The SimpleVLA-Guard Generalization Gap Points to a Data Infrastructure Problem the Industry Hasn't Solved
SimpleVLA-Guard shows a meaningful performance drop from seen to unseen tasks: PRC-AUC drops from 0.94 to 0.89, and online ASR reduction drops from 59.5% (seen) to approximately 48% (unseen, computed from Table 4: 98.3% → 46.7%). The paper attributes this to limited training data diversity.
"A key limitation of this work stems from the constrained task performance of current VLA models... Another limitation is that RedVLA relies on a predefined set of safety predicates, risk objects, and safety violations to construct risk scenarios." (Appendix A)

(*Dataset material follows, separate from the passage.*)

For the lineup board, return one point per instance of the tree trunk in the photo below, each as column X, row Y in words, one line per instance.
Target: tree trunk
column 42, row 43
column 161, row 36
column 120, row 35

This gap reveals that safety guardrail performance is fundamentally bounded by the diversity of red-teaming data used to train it — and that diversity is expensive to generate. The annotation workflow described in Appendix F (3-5 minutes per scenario, team of 4, requiring robotics expertise) does not scale to the breadth of real-world deployment contexts. The company or research group that develops automated, scalable red-teaming data generation for physical AI will be providing critical safety infrastructure for the entire industry. This is a currently unaddressed gap with significant commercial and regulatory implications.